It was reported recently that Sussex based artist, Sarah Pager, had created a toilet made completely of milk chocolate which she displayed in a local art gallery. She hoped to sell it for over £3,000. The artist chose to make it out of chocolate because of its smell and colour and she was, “interested in issues surrounding the body and the body process.”
Of course she is not the first artist to use the bathroom for inspiration for her art. As Ms Pager herself identified the bathroom is a place where you are at your most natural and yet it is also a place of civilisation.
Baths
It doesn’t take much searching on the web to find pictures of bathrooms that you can buy as prints or posters.
They usually depict idealised Victorian bathrooms with vintage, roll top baths, solid basins and elegant bathroom mirrors.
Picture perfect bathrooms are the order of the day in these pictures. You can’t imagine anyone ever using these bathrooms and getting them dirty.
But paintings of bathrooms and baths have not always been idealised.
Death of Marat
One of the most iconic portraits of someone in the bath is David’s The Death of Marat. Marat was a French revolutionary leader who was murdered in his bath.

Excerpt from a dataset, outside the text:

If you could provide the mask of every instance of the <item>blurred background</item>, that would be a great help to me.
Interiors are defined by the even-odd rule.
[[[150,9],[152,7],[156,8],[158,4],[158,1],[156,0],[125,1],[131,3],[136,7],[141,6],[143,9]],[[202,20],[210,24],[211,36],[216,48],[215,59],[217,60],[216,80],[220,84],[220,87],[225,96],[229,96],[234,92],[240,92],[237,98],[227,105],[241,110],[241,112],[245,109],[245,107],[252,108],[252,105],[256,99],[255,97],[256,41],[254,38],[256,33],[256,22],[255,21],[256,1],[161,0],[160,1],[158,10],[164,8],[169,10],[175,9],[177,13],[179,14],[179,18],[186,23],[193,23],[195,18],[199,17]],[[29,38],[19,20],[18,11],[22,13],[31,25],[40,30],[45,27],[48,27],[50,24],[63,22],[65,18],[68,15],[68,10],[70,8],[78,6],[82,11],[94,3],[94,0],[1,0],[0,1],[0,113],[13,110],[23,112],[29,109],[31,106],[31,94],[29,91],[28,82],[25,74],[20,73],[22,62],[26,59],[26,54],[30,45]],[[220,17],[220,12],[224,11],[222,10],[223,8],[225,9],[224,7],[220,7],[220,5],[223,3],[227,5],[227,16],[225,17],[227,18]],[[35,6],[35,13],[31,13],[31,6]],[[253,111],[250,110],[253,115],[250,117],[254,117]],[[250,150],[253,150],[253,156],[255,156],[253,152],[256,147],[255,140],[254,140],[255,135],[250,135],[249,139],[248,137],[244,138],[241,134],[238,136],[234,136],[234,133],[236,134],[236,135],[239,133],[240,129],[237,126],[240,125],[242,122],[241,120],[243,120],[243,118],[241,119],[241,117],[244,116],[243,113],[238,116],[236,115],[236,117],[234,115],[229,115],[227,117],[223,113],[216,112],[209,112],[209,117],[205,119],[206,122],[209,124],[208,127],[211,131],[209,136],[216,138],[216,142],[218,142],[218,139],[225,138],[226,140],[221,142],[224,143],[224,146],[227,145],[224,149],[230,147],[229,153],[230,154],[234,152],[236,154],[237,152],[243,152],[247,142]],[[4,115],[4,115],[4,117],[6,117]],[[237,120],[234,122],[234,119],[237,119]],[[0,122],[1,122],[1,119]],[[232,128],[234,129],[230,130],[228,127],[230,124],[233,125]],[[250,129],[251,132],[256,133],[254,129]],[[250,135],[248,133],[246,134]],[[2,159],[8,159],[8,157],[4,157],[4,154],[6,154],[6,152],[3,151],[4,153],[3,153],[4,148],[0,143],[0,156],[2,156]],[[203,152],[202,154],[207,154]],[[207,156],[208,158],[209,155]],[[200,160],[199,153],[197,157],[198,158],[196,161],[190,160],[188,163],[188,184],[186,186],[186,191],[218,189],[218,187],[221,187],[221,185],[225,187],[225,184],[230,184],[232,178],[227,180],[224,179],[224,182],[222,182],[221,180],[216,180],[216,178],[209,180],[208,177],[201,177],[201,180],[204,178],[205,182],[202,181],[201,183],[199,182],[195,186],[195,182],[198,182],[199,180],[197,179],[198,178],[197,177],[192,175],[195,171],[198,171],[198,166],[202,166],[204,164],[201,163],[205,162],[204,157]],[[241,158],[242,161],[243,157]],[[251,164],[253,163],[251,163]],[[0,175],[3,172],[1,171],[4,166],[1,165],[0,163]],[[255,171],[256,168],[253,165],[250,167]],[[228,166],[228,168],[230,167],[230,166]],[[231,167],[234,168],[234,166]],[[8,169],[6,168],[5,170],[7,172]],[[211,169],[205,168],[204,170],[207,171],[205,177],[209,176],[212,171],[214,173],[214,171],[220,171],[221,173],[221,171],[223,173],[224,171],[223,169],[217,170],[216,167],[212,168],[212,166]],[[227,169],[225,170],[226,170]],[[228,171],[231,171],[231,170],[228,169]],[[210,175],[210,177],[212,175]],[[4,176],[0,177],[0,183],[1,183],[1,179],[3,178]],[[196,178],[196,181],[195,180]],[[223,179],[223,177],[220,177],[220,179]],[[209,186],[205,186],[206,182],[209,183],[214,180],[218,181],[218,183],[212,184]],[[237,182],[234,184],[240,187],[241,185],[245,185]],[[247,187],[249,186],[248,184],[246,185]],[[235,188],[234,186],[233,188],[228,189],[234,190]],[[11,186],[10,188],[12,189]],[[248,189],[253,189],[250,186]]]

Marat had a skin condition which led him to work from his bath. He was discovered there by his political enemy Charlotte Corday who stabbed him.
David depicts Marat’s naked vulnerability as he lies in the bath with unfinished work in his hand. In the bath we are all defenceless and are as exposed as we were on the day we were born.
It is a troubling portrait and probably not one to put on the bathroom wall.
Olympics
At the National Portrait Gallery at the moment, as part of the Cultural Olympian festival is an exhibition of the British artist Lucien Freud’s work.
He painted all sorts of people from the Queen to a benefits supervisor sleeping.
One of his most notable works is a self portrait from the early fifties that he painted in a bathroom belonging to the James Bond author Ian Fleming.
He has retired to the bathroom during a party and he stares pensively into the bathroom mirror.
It catches, perfectly, that moment of quiet you can feel in a bathroom, especially at a party, before returning back to the fun and the hurly burly.
When you behold yourself in the bath you may or may not feel you are a subject for art but art, like beauty, is in the eye of the beholder.